O sopro no coração é, ao mesmo tempo, um filme carregado de ingenuidade cotidiana, representada pelas brincadeiras de Laurent, e ousado. As incursões livres dos jovens pelo sexo são significativas do cinema deste início dos anos 70; a mãe de Laurent também é fruto de seu tempo, mulher livre, emancipada, que se entrega aos prazeres sem culpa ou remorso. “O momento central do filme – que gerou problemas com o governo francês – é o ato incestuoso entre Laurent e sua mãe, filmado com grande sutileza e discrição por Malle. Audaciosamente, ele não o trata como uma fonte de culpa e trauma, mas como um evento amoroso e libertador, a ser recordado (como a mãe de Laurent lhe diz) ‘não com remorso, mas com carinho… como algo belo’”.

O sopro no coração (Le souffle au coeur, França, 1971), de Louis Malle. Com Léa Massari, Benoit Ferreux, Daniel Gélin, Michael Lonsdale, Ave Ninchi, Gila von Weitershausen.

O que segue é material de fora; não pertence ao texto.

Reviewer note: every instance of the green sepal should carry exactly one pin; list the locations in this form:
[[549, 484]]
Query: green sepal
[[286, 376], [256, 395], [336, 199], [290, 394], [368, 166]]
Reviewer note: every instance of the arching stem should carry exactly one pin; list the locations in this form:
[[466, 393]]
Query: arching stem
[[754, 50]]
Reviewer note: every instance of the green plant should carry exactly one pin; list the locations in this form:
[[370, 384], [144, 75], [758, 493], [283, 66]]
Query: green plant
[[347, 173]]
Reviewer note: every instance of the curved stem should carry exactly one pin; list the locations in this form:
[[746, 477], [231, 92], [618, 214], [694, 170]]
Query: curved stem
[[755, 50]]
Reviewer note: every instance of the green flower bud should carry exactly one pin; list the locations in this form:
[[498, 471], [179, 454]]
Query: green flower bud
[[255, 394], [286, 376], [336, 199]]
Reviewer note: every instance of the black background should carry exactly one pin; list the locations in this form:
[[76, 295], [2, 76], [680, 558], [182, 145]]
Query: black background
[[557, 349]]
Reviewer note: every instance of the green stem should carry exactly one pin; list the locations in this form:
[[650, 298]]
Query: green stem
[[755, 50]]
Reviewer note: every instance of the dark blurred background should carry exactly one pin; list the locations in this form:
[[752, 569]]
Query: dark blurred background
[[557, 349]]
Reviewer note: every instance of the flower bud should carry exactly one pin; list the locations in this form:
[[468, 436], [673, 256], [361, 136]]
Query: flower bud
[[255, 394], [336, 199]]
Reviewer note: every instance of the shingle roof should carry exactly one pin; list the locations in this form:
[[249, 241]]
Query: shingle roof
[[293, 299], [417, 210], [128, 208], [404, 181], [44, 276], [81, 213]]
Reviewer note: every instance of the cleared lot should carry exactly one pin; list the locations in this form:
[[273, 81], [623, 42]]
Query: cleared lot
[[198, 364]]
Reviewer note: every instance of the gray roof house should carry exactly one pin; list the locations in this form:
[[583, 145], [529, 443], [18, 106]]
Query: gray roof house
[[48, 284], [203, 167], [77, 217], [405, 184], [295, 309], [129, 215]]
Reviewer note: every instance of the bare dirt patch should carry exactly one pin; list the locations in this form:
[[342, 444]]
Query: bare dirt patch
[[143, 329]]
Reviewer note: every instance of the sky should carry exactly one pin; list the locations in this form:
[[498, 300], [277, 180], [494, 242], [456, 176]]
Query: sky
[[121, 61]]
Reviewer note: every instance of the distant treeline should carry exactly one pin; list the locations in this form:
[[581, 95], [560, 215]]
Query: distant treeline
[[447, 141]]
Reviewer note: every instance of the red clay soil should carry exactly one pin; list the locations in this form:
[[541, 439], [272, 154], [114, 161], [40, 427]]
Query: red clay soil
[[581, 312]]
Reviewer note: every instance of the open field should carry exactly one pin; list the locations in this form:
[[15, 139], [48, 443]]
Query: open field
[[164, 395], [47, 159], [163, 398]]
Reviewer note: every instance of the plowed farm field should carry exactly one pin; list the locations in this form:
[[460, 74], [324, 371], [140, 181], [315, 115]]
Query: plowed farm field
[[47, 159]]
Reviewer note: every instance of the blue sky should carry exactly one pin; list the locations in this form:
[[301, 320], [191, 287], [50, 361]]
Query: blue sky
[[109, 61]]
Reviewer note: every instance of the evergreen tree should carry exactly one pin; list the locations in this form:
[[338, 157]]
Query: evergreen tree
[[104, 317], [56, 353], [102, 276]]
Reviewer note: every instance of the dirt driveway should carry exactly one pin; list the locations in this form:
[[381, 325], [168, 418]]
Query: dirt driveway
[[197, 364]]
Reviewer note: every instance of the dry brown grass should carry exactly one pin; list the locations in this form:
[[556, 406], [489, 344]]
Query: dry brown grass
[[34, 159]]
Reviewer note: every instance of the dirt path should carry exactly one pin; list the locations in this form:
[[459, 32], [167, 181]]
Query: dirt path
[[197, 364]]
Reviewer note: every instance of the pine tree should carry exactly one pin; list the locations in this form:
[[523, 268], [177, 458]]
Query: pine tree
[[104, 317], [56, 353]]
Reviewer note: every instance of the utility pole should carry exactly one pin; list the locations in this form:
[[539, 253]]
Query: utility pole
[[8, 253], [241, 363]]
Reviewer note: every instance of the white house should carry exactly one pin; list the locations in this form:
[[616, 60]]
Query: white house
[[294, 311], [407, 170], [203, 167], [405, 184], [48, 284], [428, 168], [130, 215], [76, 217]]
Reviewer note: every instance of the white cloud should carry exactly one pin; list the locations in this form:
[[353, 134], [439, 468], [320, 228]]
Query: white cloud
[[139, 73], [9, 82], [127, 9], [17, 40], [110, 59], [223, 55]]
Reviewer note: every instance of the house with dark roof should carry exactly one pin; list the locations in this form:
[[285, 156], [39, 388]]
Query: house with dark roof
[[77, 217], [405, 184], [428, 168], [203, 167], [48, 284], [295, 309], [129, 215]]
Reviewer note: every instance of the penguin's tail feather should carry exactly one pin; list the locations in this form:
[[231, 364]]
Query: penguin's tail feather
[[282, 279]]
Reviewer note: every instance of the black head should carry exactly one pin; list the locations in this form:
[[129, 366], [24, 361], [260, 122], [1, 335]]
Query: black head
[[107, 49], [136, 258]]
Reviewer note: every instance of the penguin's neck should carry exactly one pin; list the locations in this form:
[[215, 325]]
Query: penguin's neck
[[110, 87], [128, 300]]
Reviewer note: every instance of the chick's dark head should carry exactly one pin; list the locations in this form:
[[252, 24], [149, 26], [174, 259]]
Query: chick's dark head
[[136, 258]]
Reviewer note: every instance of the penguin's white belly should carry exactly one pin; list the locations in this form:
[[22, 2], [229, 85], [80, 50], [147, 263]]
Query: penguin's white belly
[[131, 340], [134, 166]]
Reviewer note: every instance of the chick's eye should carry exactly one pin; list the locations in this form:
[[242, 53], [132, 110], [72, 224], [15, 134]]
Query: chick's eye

Referência: 1001 filmes para ver antes de morrer. Steven Jay Schneider (editor geral). Rio de Janeiro: Sextante, 2008.

Os amantes

Jeanne sai de casa em uma noite de calor. Encontra seu hóspede Bernard. O branco da bela casa, rodeada de jardins e riachos, se destaca na fotografia enevoada. Jeanne e Bernard começam um jogo de sedução enquanto caminham pela noite, as imagens entre o onírico e o erotismo. Terminam a noite no quarto da jovem rebelde.

Os amantes provocou polêmica quando foi lançado, asperamente criticado por setores conservadores da França, incluindo a igreja católica. Jeanne é casada com Henry Tournier, proprietário de um jornal no interior do país. Preocupado apenas com seu trabalho, ele faz vistas grossas aos casos de sua mulher. Jeanne faz viagens constantes para Paris para encontrar Raoul Flores, aristocrata praticante de polo. Ela se hospeda na casa de Maggy que acoberta e instiga os casos da amiga.

Os personagens transitam pela vida despretensiosos, voltados para o prazer. A jovem e bela Jeanne é o destaque: monólogos interiores revelam para o espectador seus anseios, conflitos, como se buscasse sentido para a vida através das atitudes. Os amantes é de uma beleza enigmática, assim como a própria Jeanne Moreau.  

Os amantes (Les amants, França, 1958), de Louis Malle. Com Jeanne Moreau (Jeanne Tournier), Jean-Marc Bory (Bernard), Alain Cuny (Henry Tournier), Judith Magre (Maggy), José Luis de Vilallonga (Raoul Flores).